Em muitas aldeias da planície costeira do Mediterrâneo e nas colinas ao norte e ao sul de Hebron, o vestido de enxoval mais importante também foi embelezado com Bordados Appliqué em tafetá vermelho ou laranja costurados na frente da saia entre os bordado. Estes foram moldados e cortados de várias maneiras para revelar o tecido azul índigo do vestido por baixo, e às vezes eram levemente bordados. As bordas da frente de um vestido de manga curta usado nas aldeias da área de Jatta até a década de 1920 também eram bordadas com tafetá ou remendos de cetim, e às vezes eram amarradas com borlas de seda com lantejoulas aplicadas. Em muitas áreas, remendos decorativos de cetim ou veludo também foram costurados nas cangas dos vestidos mais finos, e nas áreas de Belém e Jerusalém, e recortes nas partes da frente das blusas em tafetá vermelho, amarelo e verde com bordas de apliques em ziguezague foram anexados a vestidos de tecidos luxuosos de seda mista e linho. O aplique em zigue-zague também foi amplamente utilizado para bordar decotes, punhos e bainhas.

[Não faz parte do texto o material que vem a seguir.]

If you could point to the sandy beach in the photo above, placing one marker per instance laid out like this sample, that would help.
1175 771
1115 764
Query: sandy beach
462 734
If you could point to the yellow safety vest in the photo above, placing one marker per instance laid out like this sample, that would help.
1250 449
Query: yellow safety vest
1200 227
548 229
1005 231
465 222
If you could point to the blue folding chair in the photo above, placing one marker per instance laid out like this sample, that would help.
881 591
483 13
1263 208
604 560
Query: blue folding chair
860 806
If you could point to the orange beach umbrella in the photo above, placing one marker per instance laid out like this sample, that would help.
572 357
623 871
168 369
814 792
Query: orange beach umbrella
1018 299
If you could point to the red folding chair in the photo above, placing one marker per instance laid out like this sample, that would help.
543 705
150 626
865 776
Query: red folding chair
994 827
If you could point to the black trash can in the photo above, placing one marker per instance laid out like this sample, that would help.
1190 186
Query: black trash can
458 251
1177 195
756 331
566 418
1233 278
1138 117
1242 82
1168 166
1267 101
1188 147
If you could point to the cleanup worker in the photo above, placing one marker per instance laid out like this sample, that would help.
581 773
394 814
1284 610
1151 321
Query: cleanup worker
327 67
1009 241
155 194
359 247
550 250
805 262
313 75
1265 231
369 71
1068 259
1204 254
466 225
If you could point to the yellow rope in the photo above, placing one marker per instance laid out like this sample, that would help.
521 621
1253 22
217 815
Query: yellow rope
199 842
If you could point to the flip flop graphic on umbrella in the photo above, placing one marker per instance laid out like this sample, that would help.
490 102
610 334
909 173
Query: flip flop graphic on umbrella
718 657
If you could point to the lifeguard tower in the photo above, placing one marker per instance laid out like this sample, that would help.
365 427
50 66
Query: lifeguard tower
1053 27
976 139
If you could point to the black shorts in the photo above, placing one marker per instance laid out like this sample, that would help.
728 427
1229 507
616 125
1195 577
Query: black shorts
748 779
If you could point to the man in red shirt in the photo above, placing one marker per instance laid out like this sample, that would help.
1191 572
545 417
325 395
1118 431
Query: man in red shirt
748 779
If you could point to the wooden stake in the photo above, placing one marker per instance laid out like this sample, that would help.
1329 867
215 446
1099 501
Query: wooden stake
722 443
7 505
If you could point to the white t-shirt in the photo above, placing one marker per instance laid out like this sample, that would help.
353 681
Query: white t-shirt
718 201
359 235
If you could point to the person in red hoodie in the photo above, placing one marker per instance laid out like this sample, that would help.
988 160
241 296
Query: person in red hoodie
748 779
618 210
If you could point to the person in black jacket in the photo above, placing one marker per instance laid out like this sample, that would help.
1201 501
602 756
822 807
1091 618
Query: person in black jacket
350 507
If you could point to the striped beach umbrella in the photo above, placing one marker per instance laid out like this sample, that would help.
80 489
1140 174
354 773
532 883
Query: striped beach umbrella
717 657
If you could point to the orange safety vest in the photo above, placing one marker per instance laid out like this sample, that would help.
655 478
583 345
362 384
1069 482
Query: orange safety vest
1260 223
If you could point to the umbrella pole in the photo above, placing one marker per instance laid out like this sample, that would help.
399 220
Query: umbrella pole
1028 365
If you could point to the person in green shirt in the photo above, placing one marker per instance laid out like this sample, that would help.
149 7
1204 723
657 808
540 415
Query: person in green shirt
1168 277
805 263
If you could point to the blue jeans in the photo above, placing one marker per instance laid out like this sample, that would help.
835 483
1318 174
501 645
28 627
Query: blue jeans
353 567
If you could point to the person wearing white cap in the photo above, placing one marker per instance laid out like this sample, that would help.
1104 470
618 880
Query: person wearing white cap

A cultura e a sociedade palestinas foram severamente perturbadas pelo estabelecimento do Estado de Israel no norte, oeste e partes do sul da Palestina em 1948. Durante as hostilidades em torno deste evento, quase metade da população rural fugiu ou foi expulsa de suas aldeias e tornou-se refugiados no leste da Palestina (agora chamado de Cisjordânia) ou em países vizinhos. Muitos mais se tornaram refugiados como resultado da guerra de 1967. Apesar dessas calamidades, o traje tradicional e a arte do bordado ainda florescem no início da década de 1990, embora bastante alterados, nas aldeias e campos de refugiados dos territórios ocupados por Israel em Gaza e na Cisjordânia, e entre os palestinos do sul nos campos de refugiados de Jordânia e Síria.
Muitos novos padrões de bordado (como grandes flores e pássaros) e cores (especialmente fios sombreados) de origem estrangeira são populares em todo o espectro da sociedade de aldeias e campos de refugiados; ao mesmo tempo, características sutis foram mantidas para indicar a aldeia ou região original de uma mulher na Palestina. Outros novos padrões de bordado e combinações de cores distintas (branco, preto, verde e vermelho da bandeira palestina) foram criados desde o início do levante palestino (Intifada – rebelião popular contra um cenário de repressão) contra a ocupação israelense para expressar a identidade e as aspirações nacionais.